When you're out for a run, you pretend that someone is chasing after you so you run harder.

Imagine I'm being filmed in a reality TV show just so I could do something productive or interesting.

Manage to be more AWESOME! THAN YOU IN EVERY SINGLE WAY! YES YOU! YOU DONT HIDE FROM ME! YEAH CHANGE THE PAGE LIKE THE PUSSY YOU ARE, COME OVER HERE INTO THE SCREEN (NOT HOME IM NAKED AND NOT IN THE MOOD FOR RAPING NOW SO YEAH ANYWAY) MORAL; THE ORIGINAL NOT THE CULT MORAL CODE FUCK ASSHOLE OKAY? DO I SEEM LIKE I WANT A CULT? OR THAT I JUST WANT TO CHAINSAW THE HEAD OF YOUR DOG AND PACK IT IN A NICE GIFT BOX FOR YOU? HUUUUUH!?

When buying anything - a book, pint of milk, food, pen - will go to put down the first one you picked up to find a newer one.... Then feel really bad for the other one you put down and go back to that one so it doesn't feel hurt.

Sit at your desk at work and think to yourself "is this it? I feel like I was meant for something bigger, like being an actor or a real life hero." then you look around you and feel bad because you feel like you dumped on everyone else who seem happy wih their lives. Then you go back to your boring desk job anyway.

The only time I seem to look at the clock is when the numbers read my birth date.

Listening to music walking through town and feeling like you're in a music video

I just saw the D in Disney for the first time ever. My brain always saw a backwards G. I knew it was supposed to be a D, I just never bothered to fix it. There has been a G there my whole life.

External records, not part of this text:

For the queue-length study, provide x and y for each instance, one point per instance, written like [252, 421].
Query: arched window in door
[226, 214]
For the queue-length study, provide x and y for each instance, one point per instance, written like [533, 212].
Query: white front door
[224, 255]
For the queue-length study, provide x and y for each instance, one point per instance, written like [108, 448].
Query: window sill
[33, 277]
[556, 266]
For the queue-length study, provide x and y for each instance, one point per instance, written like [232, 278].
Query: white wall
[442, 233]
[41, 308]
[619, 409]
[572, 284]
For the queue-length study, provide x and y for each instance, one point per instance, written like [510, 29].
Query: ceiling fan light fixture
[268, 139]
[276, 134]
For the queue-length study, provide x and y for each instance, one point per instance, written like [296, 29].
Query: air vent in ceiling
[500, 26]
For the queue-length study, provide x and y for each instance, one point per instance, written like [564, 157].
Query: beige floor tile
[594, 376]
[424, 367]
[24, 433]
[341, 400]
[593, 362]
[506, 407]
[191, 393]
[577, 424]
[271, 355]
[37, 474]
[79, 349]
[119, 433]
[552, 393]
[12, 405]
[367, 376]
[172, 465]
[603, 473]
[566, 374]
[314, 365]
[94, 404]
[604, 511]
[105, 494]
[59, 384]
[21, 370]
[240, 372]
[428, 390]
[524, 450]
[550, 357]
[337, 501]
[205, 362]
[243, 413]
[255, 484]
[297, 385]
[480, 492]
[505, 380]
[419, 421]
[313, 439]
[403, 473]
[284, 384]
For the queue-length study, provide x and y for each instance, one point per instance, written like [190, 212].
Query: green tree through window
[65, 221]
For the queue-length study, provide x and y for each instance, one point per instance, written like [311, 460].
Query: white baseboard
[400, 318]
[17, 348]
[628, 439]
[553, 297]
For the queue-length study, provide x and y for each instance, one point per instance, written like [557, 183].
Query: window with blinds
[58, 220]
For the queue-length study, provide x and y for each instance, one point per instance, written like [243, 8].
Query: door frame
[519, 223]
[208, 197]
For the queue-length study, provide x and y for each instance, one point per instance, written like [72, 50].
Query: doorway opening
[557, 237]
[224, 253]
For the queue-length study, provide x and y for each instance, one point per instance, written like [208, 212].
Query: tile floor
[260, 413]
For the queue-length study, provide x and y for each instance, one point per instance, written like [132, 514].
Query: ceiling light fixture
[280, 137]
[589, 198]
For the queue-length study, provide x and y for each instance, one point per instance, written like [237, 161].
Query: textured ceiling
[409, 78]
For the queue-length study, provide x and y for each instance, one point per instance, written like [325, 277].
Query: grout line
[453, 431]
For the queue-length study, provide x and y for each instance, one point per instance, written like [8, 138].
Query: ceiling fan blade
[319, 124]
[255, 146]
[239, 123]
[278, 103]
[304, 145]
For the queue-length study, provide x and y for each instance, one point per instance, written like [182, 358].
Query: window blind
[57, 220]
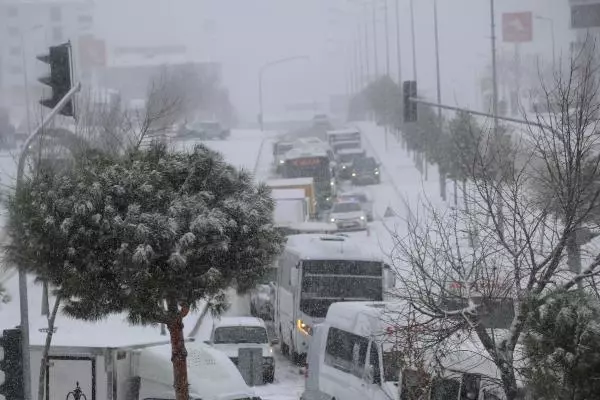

I speak dialogues at home to myself that I could possibly have with people in hypothetical situations. Km

Realizing that I can just yell out the word "Fuck!" and no one can stop me.

go to the search engine suggestions and see what people found, then type them in to see if you get the same results

If people knew what I am really thinking about while they are talking to me... YIKES!

Walk around downtown and spot good camping spots or sniping spots, cause life is a FPS.

blink

Sometimes I pee sitting down and act like i'm a girl.

When I am bored I look at things and wonder about the people who made them, and at what time they were made, etc. Like whether my Bic pen was made in the morning or the night. Savy.

Sweet! I've just received my free minecraft giftcode! >> Minecraftcodes.info <

Love feet. like LOVE feet.

Pretend you and your classmates are in a Hunger Games scenario.

I have to make a breathing hole for fresh air to come in when I am laying under a hot blanket.

I hate when my mom hangs my underwear on the clothesline outside.

Things You Think Only You Do

A collection of things you think only you do. Go ahead and confess. You probably aren't the only one.